Nelle Filastrocche in cielo e in terra ne troviamo una dedicata proprio al Pianeta degli alberi di natale (ne I cinque libri, op. cit., p. 31): “Un bel Pianeta davvero/ anche se qualcuno insiste / a dire che non esiste… / Ebbene, se non esiste, esisterà: / che differenza fa?”. Un motivo utopista recidivo nell’opera di questo poeta civile, che forse oggi non definiremmo più “socialista”, ancora scarsamente individuato e compreso dal mondo della cultura adulta.
Rileggendo altre opere di Rodari ci si accorge che il motivo dell’utopia sociopolitica si accompagna a una forte istanza pacifista, in particolare ne La torta in cielo (disegni di Bruno Munari, Einaudi, Torino 1966; pubblicato a puntate sul “Corriere dei piccoli” nel 1964).
Il titolo di un capitolo è Il più bell’errore del mondo: l’errore è quello di uno scienziato che dovrebbe fare un esperimento per trasportare il fungo atomico dopo l’esplosione della bomba in altro sito per sfruttarne nuovamente il potenziale distruttivo (il fungo dirigibile), ma qualcosa va storto e il fungo velenoso si trasforma in gigantesca torta volante, facendo disperare lo scienziato rimasto al suo interno, che vorrebbe cancellare la prova del suo fallimento e preferisce passare per un oggetto volante extraterrestre.
La torta-ufo atterra al Trullo, borgata popolare di Roma, dove viene ribattezzata “pizza” (in questa città tutto quanto esce dal forno con una forma circolare è detto pizza) dai ragazzini che se la sbaferanno tutta, salvando lo scienziato dall’onta.

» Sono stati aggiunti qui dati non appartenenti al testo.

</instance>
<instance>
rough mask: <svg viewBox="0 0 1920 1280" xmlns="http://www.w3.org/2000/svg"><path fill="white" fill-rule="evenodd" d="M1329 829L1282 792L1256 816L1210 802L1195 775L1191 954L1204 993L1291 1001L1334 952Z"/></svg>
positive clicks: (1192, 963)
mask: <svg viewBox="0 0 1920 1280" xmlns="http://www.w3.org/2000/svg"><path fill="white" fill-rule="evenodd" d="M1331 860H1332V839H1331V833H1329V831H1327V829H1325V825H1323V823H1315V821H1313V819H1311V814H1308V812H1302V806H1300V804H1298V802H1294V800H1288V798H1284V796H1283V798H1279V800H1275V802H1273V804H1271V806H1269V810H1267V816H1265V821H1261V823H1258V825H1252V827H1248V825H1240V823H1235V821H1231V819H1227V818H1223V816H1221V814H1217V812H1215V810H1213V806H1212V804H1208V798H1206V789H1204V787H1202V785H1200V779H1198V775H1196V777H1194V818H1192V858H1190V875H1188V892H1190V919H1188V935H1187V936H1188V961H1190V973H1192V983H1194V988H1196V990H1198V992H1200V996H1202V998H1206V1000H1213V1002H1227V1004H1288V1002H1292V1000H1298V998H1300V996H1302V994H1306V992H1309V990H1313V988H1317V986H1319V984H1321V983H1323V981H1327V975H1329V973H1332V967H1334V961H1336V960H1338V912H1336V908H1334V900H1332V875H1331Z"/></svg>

Il racconto dell’Emergenza Spaziale (E.S.) si conclude con la spettacolare fiumana dei ragazzi confluiti da tutta Roma a bordo di ogni mezzo (dal triciclo al monopattino al gokart del ragazzino dei Parioli), inseguiti dalle madri che travolgono il blocco delle autorità e cominciano dapprima a coprire i discoli incremati dalla testa ai piedi di ceffoni, ma poi iniziano ad assaggiare e a degustare, facendo i complimenti allo scienziato pasticcere.
E si conclude magistralmente così: “Ce ne fu un pezzetto anche per me, che arrivai per ultimo, in tempo però per farmi raccontare per filo e per segno com’erano andate le cose. E ce ne sarà per tutti, un giorno o l’altro, quando si faranno le torte al posto delle bombe”.
Il pacifismo al centro dell’opera di Rodari è stato evidenziato anche da una recente raccolta di poesie sulla pace, Promemoria, edita dalla Comunità Montana Cusio Mottarone nella collana “I libri del Parco della Fantasia Gianni Rodari”.
Ne riportiamo alcuni esempi. Armi dell’allegria: “Eccole qua / Le armi che piacciono a me: / la pistola che fa solo pum / (o bang se ha letto qualche fumetto) / ma buchi non ne fa… […] Armi dell’allegria! / Le altre per piacere, / ma buttatele tutte via.”. Il cielo è di tutti: “È mio quando lo guardo / È del vecchio, del bambino / Del re, dell’ortolano, / del poeta, dello spazzino” […] “Spiegatemi voi dunque, / in prosa od in versetti / perché il cielo è uno solo / e la terra è tutta a pezzetti”. Filastrocca del Natale: dice Babbo Natale “Signori scienziati, vi prego, inventate / le meraviglie più raffinate: / ma per favore, lasciate stare / certi giocattoli che fanno tremare… / Non vanno bene per la mia sacca / le bombe atomiche e bombe acca! / Bella è la pace, chiara la via / dite la vostra che ho detto la mia.” Filastrocca delle parole: “La più cattiva di tutta la terra / È una parola che odio: ‘la guerra’. / Per cancellarla senza pietà / Gomma abbastanza si troverà”. Il verbo ‘piantare’: Bisogna piantare molti soldati / Per far crescere un tenente. / Bisogna piantare molti tenenti / Per far nascere un generale. / Bisogna piantare molti generali / Per far crescere più niente.”. Promemoria: […] “Ci sono cose da non fare mai, / né di giorno né di notte, / né per mare né per terra: / per esempio la guerra.”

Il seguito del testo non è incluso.